It might be a simplistic view of Sunday’s pivotal Game 4, but it was also the main reason the Knicks left MSG with a 3-1 series lead and full control of the first round.

Brunson, the reliable point guard and leader, dropped a game-high 29 points in the 102-93 matinee victory, carrying the Knicks on a night that Julius Randle’s pouting and lackadaisical effort placed him on the bench.

Mitchell, meanwhile, was an ineffective mess for the Cavaliers, missing 13 of his 18 shots while producing just 11 points with six turnovers. The Cavs All-Star managed just two points in the fourth quarter, when Brunson and RJ Barrett carried New York’s offense.

“I played like sh-t,” said Mitchell, the New York-bred star who nearly became a Knick in the summer. “I’m the leader of this group. Everybody did their job, and I didn’t. It’s as simple as that.”

A two-point Knicks’ advantage heading into the fourth quarter quickly bulged to nine with 5:21 remaining, when Josh Hart, another Knicks hero Sunday, converted a lay-up.

About four minutes later, Brunson’s 3-pointer sealed the victory in front of another supercharged MSG crowd. The Knicks now have three chances to win their first playoff series victory in a decade, beginning Wednesday in Cleveland.

“Don’t think about closing it out at all,” Brunson reasoned. “Just think of it like we’re going into a hostile environment. They’re going to play desperate, and we just have to be able to bring it. We have to focus on one possession, one quarter at a time, and keep building off that. Just keep fighting. We’ll go from there.”

Barrett added 26 points — including 10 in the final 10 minutes — drawing frequent Garden chants. With Randle seated at end of the bench for the entire fourth quarter, the Knicks also benefited from clutch moments by Obi Toppin, who grabbed five offensive rebounds.

The Cavaliers were again annihilated on the glass, a theme of the series.

In Friday’s Game 3, the Knicks held the Cavs to 79 points, the smallest total for any team this season, not just in the playoffs.

Afterwards, Mitchell Robinson agreed that Cleveland players were hesitant to challenge him at the rim. The center even grabbed his arms and shivered, calling the Cavs “shook up.”

Two days later, little changed in the first half.

The Cavs were out hustled and outmuscled, trailing by 15 in the second quarter. But they recovered in the third quarter, in large part due to Randle’s lethargy. Cleveland targeted the power forward, who seemed to have little interest in rotating on pick-and-rolls or even putting up his hands to contest shots.
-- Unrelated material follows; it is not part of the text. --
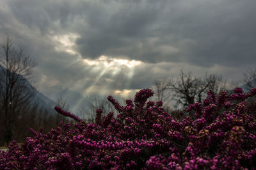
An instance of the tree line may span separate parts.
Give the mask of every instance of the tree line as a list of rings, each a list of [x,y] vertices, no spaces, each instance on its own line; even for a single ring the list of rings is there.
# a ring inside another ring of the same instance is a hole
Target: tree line
[[[11,40],[1,44],[0,58],[0,146],[9,143],[12,139],[22,143],[27,136],[31,135],[29,127],[38,130],[43,127],[44,132],[47,132],[56,128],[60,121],[64,123],[72,123],[68,118],[57,114],[53,110],[39,108],[38,105],[31,106],[30,100],[34,97],[33,91],[30,93],[24,79],[31,80],[35,62],[26,55],[22,48],[13,45]],[[255,86],[253,81],[256,80],[256,68],[249,69],[244,74],[241,82],[247,85],[250,89]],[[196,77],[191,72],[184,73],[180,70],[179,77],[157,79],[154,81],[154,91],[157,100],[162,100],[164,108],[171,112],[177,111],[170,107],[172,102],[175,106],[186,107],[196,102],[202,102],[207,92],[212,90],[215,93],[228,90],[237,86],[237,83],[227,86],[226,81],[221,75],[205,74],[205,77]],[[252,102],[252,101],[251,101]],[[68,111],[68,104],[63,98],[59,98],[57,104],[63,109]],[[91,97],[88,100],[88,107],[80,109],[80,116],[84,117],[88,122],[92,122],[98,108],[107,114],[115,111],[113,105],[106,100],[100,97]],[[117,112],[115,112],[116,115]]]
The Knicks were already down their starting shooting guard, Quentin Grimes, who suffered a bruised shoulder in Game 2 and was ruled out Sunday. The 22-year-old’s arm was in a sling on the bench.

The circumstances thrust Hart into the lineup, and he became an effective Mitchell stopper. It was the first time Hart and Brunson starting on the same team since they were at Villanova.

And the Cavs couldn’t stop them.

“It’s like fairy-tale stuff, being with him,” Hart, who finished with 19 points in 40 minutes, said about Brunson. “I’ve watched him since Day 1. To see where he is now, and be on the same team again, it’s pretty awesome.”